Devlet adına iki kere utandım!
Kerime Yıldız 01 Ocak 1970
“Ben de mi bir gariplik var? Utanacak şey mi arıyorum?“ diye düşünürken sevgili Servet Avcı’nın son yazısındaki giriş cümlesiyle rahatladım.
“Bazı anlar vardır, devleti yöneten veya devleti temsil eden siz olmasanız da o devlet, gözünüzden bile sakındığınız devletiniz olduğu için utanırsınız.”
Evet, gözümden sakındığım devletim adına utandım. Abarttığımı düşünmeyin, leylâ gibi dolandım. Çok üzüldüm.
Biraz kendimi, tabiata, dağa bayıra vurunca gündemden geriye düşmüşüm. Haberlerden uzak kaldım. Külliye’deki toplantıda İmamoğlu’nun oturduğu sandalyenin kırıldığını ve İmamoğlu’nun düştüğünü, bir tanıdığım bahsedinnce öğrendim. “Hadi canım!” diye itiraz ettim. İnanamadım. Haberleri okuyunca öylece kalakaldım. Başımda, târifi imkânsız bir uğultuyla...
En fakirinin bile evine geleni en iyi yere oturttuğu bir milletiz biz. Kaldı ki devletin sarayında misâfire kırık sandalye mi verilir?
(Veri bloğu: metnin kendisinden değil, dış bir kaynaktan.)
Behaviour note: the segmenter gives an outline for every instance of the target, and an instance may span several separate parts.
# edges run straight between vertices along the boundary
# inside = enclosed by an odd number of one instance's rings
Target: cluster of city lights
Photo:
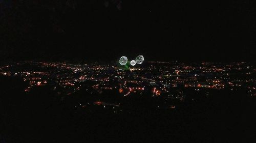
[[[141,64],[144,62],[144,56],[142,55],[140,55],[136,57],[135,60],[132,60],[130,62],[131,65],[134,66],[137,64]],[[125,65],[128,63],[128,59],[125,56],[123,56],[120,58],[119,64],[121,65]]]

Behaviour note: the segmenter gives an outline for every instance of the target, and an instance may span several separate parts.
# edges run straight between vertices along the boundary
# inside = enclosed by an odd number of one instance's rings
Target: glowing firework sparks
[[[127,57],[123,56],[120,58],[119,63],[121,65],[125,65],[128,62],[128,59]]]
[[[134,66],[136,64],[136,62],[135,60],[131,61],[131,65]]]
[[[144,61],[144,56],[142,55],[140,55],[136,57],[135,61],[137,64],[141,64]]]

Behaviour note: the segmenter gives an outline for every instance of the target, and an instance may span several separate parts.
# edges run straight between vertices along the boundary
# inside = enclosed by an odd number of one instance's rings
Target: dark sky
[[[255,1],[211,1],[0,0],[0,59],[254,60]]]

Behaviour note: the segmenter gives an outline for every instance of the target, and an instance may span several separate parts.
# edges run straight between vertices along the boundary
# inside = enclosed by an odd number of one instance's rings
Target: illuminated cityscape
[[[63,96],[72,95],[81,88],[86,88],[92,94],[109,91],[118,92],[120,96],[150,94],[181,101],[191,90],[205,96],[214,94],[215,90],[243,90],[248,97],[256,96],[256,69],[245,62],[186,64],[150,62],[128,70],[120,67],[24,62],[2,66],[0,70],[3,75],[22,78],[28,84],[25,92],[49,85]]]

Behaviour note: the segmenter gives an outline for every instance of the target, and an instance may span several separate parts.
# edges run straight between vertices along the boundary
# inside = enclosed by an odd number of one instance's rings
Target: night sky
[[[255,1],[0,0],[1,61],[251,61]]]

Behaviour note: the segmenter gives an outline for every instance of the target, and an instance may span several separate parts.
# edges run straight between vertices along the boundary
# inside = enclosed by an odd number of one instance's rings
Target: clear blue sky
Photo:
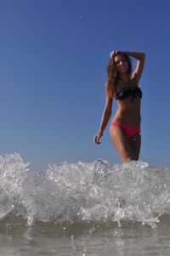
[[[109,125],[93,142],[105,70],[112,49],[144,51],[140,159],[169,167],[169,10],[167,0],[0,1],[0,154],[17,151],[37,169],[121,162]]]

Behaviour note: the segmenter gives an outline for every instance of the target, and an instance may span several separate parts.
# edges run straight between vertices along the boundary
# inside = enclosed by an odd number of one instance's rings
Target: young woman
[[[136,69],[133,74],[129,56],[137,59]],[[138,85],[144,59],[144,53],[112,51],[107,67],[105,106],[99,130],[94,141],[100,143],[99,139],[111,116],[112,100],[115,98],[118,110],[110,122],[110,135],[122,162],[137,161],[139,156],[142,91]]]

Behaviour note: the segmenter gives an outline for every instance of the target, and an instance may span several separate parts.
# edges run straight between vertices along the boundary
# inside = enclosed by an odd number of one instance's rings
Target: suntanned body
[[[132,75],[128,73],[128,63],[126,60],[124,54],[137,59],[137,66]],[[102,114],[102,119],[98,134],[94,136],[94,141],[99,144],[99,139],[103,135],[103,132],[110,118],[112,101],[116,98],[116,93],[122,88],[128,85],[131,88],[138,87],[140,76],[142,74],[144,58],[144,53],[136,52],[116,52],[113,51],[110,54],[110,58],[114,59],[114,65],[118,73],[116,81],[116,89],[114,90],[113,95],[110,95],[107,90],[107,82],[105,86],[105,106]],[[140,128],[140,99],[127,98],[123,100],[116,100],[118,110],[111,120],[111,123],[123,123]],[[110,135],[113,145],[117,150],[122,162],[131,160],[138,160],[140,151],[141,138],[140,134],[134,134],[130,138],[127,136],[125,130],[120,126],[110,126]]]

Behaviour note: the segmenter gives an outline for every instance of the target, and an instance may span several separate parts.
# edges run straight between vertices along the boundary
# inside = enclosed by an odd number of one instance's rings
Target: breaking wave
[[[147,162],[106,161],[49,164],[32,171],[20,154],[0,156],[0,220],[107,225],[133,221],[155,227],[170,215],[170,169]]]

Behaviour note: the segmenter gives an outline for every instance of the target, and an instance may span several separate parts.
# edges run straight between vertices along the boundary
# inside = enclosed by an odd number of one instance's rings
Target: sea
[[[0,156],[0,255],[170,254],[170,168]]]

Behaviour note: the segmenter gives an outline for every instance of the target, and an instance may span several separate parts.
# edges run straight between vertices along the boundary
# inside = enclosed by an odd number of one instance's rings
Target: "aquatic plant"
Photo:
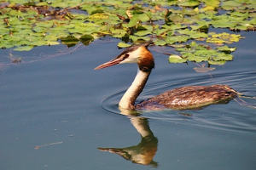
[[[173,47],[170,62],[223,65],[238,31],[255,31],[255,11],[254,0],[0,0],[0,48],[88,45],[109,36],[119,48],[148,40]]]

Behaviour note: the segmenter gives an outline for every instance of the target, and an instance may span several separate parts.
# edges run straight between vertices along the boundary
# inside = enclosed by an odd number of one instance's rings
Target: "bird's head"
[[[95,70],[103,69],[108,66],[124,63],[137,63],[141,71],[149,71],[154,67],[153,55],[148,49],[148,46],[150,43],[151,42],[148,42],[127,48],[115,59],[100,65],[99,66],[96,67]]]

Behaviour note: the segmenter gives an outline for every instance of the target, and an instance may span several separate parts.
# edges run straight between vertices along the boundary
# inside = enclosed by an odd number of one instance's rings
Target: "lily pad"
[[[172,54],[169,56],[170,63],[184,63],[187,60],[183,59],[181,56]]]

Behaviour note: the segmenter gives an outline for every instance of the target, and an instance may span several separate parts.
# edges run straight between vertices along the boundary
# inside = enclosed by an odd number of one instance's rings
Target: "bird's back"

Her şeyin kırk kere kontrol edildiği bir mekânda, bu hâdiseye kazâ diyebilir miyiz? Mümkün değil!
Aklıma, iki ihtimâl geliyor.
Birincisi; Erdoğan’ı tahfif etmek.
İçeriden birileri, sonucun böyle garip olacağını bile bile yaptı. Yâni hedef, Erdoğan’dı. “Bakın İstanbul’u kaybettiğine o kadar kızdı ki İmamoğlu’nu kırık sandalyeye oturttu.” dememiz için.
İkincisi; İmamoğlu’nu tahfif etmek.
Eğer gerçekten amaç buysa İmamoğlu’nun itibarı zedelenmedi. Külliye’nin itibarı zedelendi. Bir misâfirin hakları, ev sâhibine emânettir. Misâfir, kırık sandalyeye oturtulunca ev sâhibinin itibarı zedelenir. Bu durumda o sandalyelerden her kim sorumluysa çok âcilen hesap sorulmalıdır.
Cumhurbaşkanı, İmamoğlu düştüğünde, “Sandalyeyi kırdın, israf ettin.” demek yerine, misâfirinin gönlünü almalıydı. İmamoğlu, öyle bir cevap vermiş ki 800. 000 kere gol olmuş:
“Merak etmeyin, ikinciye daha sağlam otururum!”
İşte, oyunu bozan cümle! O kadar bozmuş ki pelikan medyasında, kırık sandalyeyi sakız edip çiğneyecek hâl kalmamış.
İşi, mizaha dökecektim. “Buna gerek yoktu. Dokunulmazlar filmindeki gibi bir beyzbol sopasıyla hâllolurdu? Kim mi yapacak? Birbirlerine omuz atan bakanlar, bayıla bayıla yaparlar.” diye yazacaktım.
Vazgeçtim. Yandaşların bile tek kelime yazmaktan imtina ettiği meseleyi, Devlet Bahçeli savundu. Bayburt konuşmasındaki şu cümleyi okuyunca mizah yapacak hâlim kalmadı:
“Yenikapı’ya otomobil sergisi açacak kadar çıldıran kırık sandalyeliler nereye varmak istemektedir?"
Bahçeli, benden betermiş. Hadi ben, dağ bayır gezerken gündemden geriye kaldım. Bahçeli ne yapıyor?
Allahaşkına birileri, toplantının İBB’de değil, Külliye’de yapıldığını; kırık sandalyenin Külliye’ye âit olduğunu, Bahçeli’ye söylesin!
Hem devletim adına hem Devlet Bey adına çok utandım.